The Housatonic Boat club is in its 128th season – the oldest active yacht club in the state! In January of 1887 seven prominent Stratford men met to form a club for, as our charter reads “ …social intercourse, and to promote and encourage an interest in yachting.” By April of that year its two-story clubhouse was raised on pilings at the edge of the river channel, at a cost of $1,204, and a 200-foot catwalk stretched across the marsh to the riverbank, on property of Alfred Ely Beach, publisher of Scientific American. The site was chosen for its commanding view of the river, and an easy reach up or down the river in the prevailing southwesterly breeze. On 21 May forty-one members held an organizational meeting, and at the official dedication of the clubhouse on the Fourth of July membership in the Housatonic Club totaled fifty-one. John Benjamin, a founder of the New York Stock Exchange, was elected first president (commodore) – the only one ever elected by the general membership – and held that office until his death in 1906, when Frederick Converse Beach succeeded him.
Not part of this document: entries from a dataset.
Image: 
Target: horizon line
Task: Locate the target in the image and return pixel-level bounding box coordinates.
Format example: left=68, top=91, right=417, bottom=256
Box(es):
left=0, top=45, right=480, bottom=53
At the start the fleet included cats, cutters, cat-ketches, and sharpies berthed in slips, with kayaks, canoes, and Whitehalls on the floats. In 1888 James Leavitt introduced the first naphtha launch, and soon the beaches owned one, too. Naphtha launches were popular for a while, but few remain today because they boiled gasoline to generate steam, a risky process. Bedell Benjamins’s steam yacht, with five-man paid crew, was too large to keep at the Club, so he tied it up at his own dock, upstream from Bond’s. Soon the first gasoline launches, with noisy, smelly, one-lung engines, appeared.
The Club’s facilities were intentionally spartan. In 1891 a bathhouse and a sandy beach, reached by a 160-foot plank walk along the edge of the marsh, provided a spot for swimmers. In 1893 John Beach’s studio was floated in for use as a men’s bathhouse. A winter project to lengthen the clubhouse was com-pleted in time for the 9 May 1896 Club opening. Until 1933 oil lamps provided light. Running water came in 1946, when pipes were laid across the fields to Elm Street every spring, and taken up each fall. A one-hole privy, with a view down to the river, was hidden in a closet beneath the clubhouse stairs – a true water closet.